Frequently Asked Questions (FAQ)
How often should we conduct a compensation review?
An annual review is the standard for most organisations. However, in fast-moving industries or periods of high inflation, some companies are shifting to a semi-annual cadence to stay competitive and responsive to market changes.
What's the difference between a merit increase and a market adjustment?
A merit increase is a raise based on an individual's performance and contribution over the past review period. A market adjustment (or cost-of-living adjustment) is an increase given to align an employee's salary with external market data, ensuring their pay remains competitive regardless of individual performance. An employee could receive one, both, or neither.
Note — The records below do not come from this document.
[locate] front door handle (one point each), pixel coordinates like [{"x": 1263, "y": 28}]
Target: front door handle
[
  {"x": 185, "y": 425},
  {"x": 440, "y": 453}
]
How do we ensure fairness and address pay equity?
Ensuring fairness requires a multi-faceted approach. Start by using objective data from performance reviews and market benchmarks. Conduct a formal pay equity analysis to identify and correct any systemic gaps based on gender or other demographics. Use calibration meetings to standardise manager assessments and document the rationale behind every compensation decision to ensure it is defensible.
How should we handle variable compensation in the review?
Variable compensation, like sales commissions, is a critical part of the Total Target Compensation (TTC) for many roles and must be reviewed alongside base salary. The review should assess whether the current sales commission plans are driving the right behaviours and achieving the desired business outcomes. Using a platform like Qobra provides the clear data and analytics needed to evaluate the performance of these plans and communicate their value transparently to employees.